If you are yet to get an ice machine for home, then a portable device would be a great first step. First off their small sizes mean that you do not have to worry about space unlike with other built-in devices. They are easy to store, and can be brought out as needed, to be put out of the way afterwards so that normal life can resume. The ease with which they can be set up and put to use provides an added attraction for the home of any first time user. You simply plug them into a suitable power source, and fill the reservoir – no expert assistance needed! On top of the above, several new models also come with user friendly electronic displays which further ease the process of acquaintance with the device, leading to a hassle-free process. The fact that they require no water line, and no drain line means that they can be used anywhere in the home, hence the name portable. This is an especially important feature, particularly for those who may already own a built-in model, simply because of the freedom which portable models offer to their owners. Thanks to portable ice makers, you never have to worry about the where, nor the when; all your ice problems a thing of the past.

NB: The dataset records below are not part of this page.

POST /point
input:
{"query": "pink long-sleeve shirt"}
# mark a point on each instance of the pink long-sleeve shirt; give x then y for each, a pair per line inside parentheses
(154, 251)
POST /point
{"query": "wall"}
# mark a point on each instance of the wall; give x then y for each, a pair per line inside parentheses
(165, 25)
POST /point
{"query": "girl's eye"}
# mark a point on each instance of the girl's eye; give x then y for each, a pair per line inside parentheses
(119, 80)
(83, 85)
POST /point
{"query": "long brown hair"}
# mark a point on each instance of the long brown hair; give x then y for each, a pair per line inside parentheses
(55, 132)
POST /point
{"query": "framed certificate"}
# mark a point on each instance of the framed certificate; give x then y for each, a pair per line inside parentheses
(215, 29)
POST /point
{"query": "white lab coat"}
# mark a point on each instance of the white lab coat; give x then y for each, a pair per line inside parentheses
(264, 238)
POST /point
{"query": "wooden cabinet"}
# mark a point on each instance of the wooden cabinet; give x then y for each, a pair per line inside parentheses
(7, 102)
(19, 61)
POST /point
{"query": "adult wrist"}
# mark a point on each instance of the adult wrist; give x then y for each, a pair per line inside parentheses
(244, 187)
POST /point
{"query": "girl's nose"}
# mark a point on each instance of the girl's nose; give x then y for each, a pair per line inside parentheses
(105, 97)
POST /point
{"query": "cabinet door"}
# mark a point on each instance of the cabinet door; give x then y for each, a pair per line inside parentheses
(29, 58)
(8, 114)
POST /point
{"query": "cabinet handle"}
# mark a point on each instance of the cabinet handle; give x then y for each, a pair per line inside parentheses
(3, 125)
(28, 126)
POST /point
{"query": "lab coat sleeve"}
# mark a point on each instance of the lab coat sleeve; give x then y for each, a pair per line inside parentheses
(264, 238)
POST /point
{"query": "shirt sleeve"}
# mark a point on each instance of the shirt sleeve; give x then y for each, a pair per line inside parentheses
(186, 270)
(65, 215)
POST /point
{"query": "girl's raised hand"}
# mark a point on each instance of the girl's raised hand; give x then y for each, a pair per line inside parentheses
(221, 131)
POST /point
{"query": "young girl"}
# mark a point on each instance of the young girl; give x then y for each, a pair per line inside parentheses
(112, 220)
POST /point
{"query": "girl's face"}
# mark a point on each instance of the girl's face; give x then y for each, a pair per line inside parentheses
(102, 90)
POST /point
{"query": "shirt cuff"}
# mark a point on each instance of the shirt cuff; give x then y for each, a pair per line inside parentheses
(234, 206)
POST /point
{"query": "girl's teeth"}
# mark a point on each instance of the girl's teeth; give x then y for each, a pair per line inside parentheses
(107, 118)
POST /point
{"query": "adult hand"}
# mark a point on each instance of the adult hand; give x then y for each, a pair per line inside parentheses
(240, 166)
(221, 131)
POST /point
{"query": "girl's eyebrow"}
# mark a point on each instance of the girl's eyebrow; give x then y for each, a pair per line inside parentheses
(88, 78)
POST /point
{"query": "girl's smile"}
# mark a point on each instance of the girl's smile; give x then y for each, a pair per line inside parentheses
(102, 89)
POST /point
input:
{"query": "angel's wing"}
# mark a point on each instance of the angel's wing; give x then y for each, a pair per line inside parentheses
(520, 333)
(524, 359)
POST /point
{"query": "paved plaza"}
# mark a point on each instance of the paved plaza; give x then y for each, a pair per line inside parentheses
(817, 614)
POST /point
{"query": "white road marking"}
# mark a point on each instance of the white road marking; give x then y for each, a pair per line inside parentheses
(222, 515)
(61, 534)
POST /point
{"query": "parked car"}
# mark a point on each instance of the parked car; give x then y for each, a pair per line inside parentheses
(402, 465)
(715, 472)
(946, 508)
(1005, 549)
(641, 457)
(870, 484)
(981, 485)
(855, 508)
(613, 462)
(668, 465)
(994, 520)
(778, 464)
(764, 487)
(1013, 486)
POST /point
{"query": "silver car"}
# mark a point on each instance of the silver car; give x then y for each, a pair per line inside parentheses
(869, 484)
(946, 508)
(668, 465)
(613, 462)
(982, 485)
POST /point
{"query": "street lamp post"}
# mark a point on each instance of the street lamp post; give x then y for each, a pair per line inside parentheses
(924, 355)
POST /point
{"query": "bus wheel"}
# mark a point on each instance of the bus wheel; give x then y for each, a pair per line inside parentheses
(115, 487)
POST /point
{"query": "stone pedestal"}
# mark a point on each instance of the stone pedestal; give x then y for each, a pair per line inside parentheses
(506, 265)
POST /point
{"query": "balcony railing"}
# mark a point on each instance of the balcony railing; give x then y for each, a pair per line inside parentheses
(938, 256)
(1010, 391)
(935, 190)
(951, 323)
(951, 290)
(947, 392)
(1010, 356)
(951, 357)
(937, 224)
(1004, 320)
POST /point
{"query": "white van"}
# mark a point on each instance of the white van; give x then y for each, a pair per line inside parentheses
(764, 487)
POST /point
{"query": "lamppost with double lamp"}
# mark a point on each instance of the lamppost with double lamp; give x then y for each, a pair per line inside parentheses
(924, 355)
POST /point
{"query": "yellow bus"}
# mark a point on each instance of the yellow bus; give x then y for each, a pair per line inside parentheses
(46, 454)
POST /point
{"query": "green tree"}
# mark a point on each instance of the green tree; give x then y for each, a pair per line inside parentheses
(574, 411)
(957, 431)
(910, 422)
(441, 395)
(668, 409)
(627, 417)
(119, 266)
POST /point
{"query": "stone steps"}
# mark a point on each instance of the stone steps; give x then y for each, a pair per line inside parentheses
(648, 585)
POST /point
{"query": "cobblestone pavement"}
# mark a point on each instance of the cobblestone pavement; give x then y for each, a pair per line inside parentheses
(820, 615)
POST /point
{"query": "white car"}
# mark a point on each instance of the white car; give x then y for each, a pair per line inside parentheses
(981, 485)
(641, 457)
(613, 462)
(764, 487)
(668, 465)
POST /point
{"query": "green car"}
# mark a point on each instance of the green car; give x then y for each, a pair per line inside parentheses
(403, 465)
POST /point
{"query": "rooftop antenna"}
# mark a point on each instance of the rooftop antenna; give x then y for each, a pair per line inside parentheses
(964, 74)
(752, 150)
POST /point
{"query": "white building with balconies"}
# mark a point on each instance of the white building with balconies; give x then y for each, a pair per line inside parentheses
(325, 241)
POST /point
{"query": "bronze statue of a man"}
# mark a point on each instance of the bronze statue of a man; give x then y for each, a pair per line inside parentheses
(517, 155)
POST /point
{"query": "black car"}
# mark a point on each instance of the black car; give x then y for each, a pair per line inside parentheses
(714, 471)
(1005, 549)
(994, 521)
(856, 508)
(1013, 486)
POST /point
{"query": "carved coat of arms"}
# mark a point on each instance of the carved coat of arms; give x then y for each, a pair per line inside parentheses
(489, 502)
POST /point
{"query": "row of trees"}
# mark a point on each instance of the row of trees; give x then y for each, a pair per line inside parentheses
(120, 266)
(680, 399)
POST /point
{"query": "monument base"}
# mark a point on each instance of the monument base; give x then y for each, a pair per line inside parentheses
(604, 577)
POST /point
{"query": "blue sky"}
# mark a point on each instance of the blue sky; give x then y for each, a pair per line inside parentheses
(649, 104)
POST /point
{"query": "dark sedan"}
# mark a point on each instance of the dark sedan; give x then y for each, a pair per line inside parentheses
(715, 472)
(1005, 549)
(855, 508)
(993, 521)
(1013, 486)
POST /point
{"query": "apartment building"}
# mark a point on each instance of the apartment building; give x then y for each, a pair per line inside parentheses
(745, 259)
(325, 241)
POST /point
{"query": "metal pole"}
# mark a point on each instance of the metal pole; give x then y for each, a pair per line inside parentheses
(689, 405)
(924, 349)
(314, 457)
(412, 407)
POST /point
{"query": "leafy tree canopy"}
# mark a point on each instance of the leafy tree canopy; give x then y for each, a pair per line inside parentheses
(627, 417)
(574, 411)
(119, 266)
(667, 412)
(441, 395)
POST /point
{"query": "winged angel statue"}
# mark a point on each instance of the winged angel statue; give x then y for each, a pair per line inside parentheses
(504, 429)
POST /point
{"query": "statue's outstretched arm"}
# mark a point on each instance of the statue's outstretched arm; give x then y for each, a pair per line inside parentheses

Read more: Portable Ice Maker Reviews

Sizing and Ice Making Capacity^

Portable ice makers are designed to fit on counter tops and kitchen tops and as such come very lightweight. Very often, their weight lies in the range of 24 pounds to 33pounds, making them extremely light. Their small size has no bearing on their productivity; most modern machines produce over 25 pounds of ice in a day, often giving a choice between various sizes of the cubes.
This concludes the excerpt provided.